Categorias: América Latina, Brasil, Ativismo Digital, Direitos Humanos, Economia e Negócios, Governança, Indígenas, Meio Ambiente, Política

O governo de Dilma Rousseff [1] mal começou e já enfrenta uma mobilização virtual, e a causa é ambiental. Em 7 de janeiro, o ministro de Minas e Energia, Edison Lobão, falou que a licença de construção da usina hidrelétrica de Belo Monte [2] seria “antecipada”, para que as obras fossem iniciadas em fevereiro próximo. Para o Ibama (Instituto Brasileiro do Meio Ambiente e dos Recursos Naturais Renováveis), o ministério ainda precisa atender exigências que comprovem a viabilidade ambiental da obra. Dias depois, em 12 de janeiro, Abelardo Bayma, presidente do Ibama, pediu exoneração do cargo que ocupava desde abril de 2010, alegando motivos pessoas. O blog Político, da revista Época, publicou, no entanto, sobre o que seria o verdadeiro motivo [3]:

Em reuniões com a diretoria da Eletronorte há dez dias, Abelardo se negou a emitir a licença definitiva para a construção da usina. Ele argumentou que o IBAMA não poderia emitir o documento porque o projeto ainda está cheio de pendências ambientais.

O blogueiro e jornalista Leonardo Sakamoto considera a usina hidrelétrica de Belo Monte, que é planejada para o rio Xingu [4], no estado do Pará, “talvez a mais polêmica das obras do Programa de Aceleração do Crescimento (PAC)” – um dos principais programas do governo. Ele comenta o post [5] do blog Político e critica o projeto da usina:

De qualquer forma, o ponto é o seguinte: Belo Monte será um grande gerador de impactos sociais e ambientais. Por exemplo, o Ministério Público Federal avalia em cerca de 40 mil o total de atingidos – incluindo populações tradicionais e indígenas.

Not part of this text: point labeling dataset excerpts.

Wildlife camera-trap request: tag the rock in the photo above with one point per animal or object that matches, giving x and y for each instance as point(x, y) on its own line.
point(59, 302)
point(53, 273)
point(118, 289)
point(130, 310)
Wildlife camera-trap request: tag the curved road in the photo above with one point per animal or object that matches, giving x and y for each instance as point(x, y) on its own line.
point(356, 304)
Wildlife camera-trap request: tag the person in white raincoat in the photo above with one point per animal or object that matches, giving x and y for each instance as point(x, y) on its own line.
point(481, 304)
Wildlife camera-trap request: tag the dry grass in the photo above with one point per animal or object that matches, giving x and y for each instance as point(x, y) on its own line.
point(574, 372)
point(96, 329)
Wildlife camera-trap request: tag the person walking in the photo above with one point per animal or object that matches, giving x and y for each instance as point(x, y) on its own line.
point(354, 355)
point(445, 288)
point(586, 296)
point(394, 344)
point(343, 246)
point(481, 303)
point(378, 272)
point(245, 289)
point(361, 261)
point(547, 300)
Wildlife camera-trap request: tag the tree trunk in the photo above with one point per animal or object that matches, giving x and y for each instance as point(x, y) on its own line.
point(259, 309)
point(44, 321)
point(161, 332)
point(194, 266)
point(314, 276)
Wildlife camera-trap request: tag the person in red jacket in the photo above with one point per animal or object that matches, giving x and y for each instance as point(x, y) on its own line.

Mobilização e petição virtual

Assim que surgiu esta nova polêmica para a licença da usina de Belo Monte, o site de petições online Avaaz lançou uma petição [6], convocando assinaturas com urgência. Em 17 de janeiro, cinco dias após a criação da petição, o Avaaz orgulhosamente tornou pública a marca de 150,000 assinaturas. Naquele momento, a petição ultrapassava a marca de 275,000 assinaturas, e isso pode ser atribuído em grande parte à mobilização no Twitter. Usuários da plataforma tuitaram diversas vezes a mesma mensagem nos últimos dias:

Assine a petição contra Belo Monte: impeça este desastre ambiental na Amazônia! http://avaaz.org/parebelomonte [7]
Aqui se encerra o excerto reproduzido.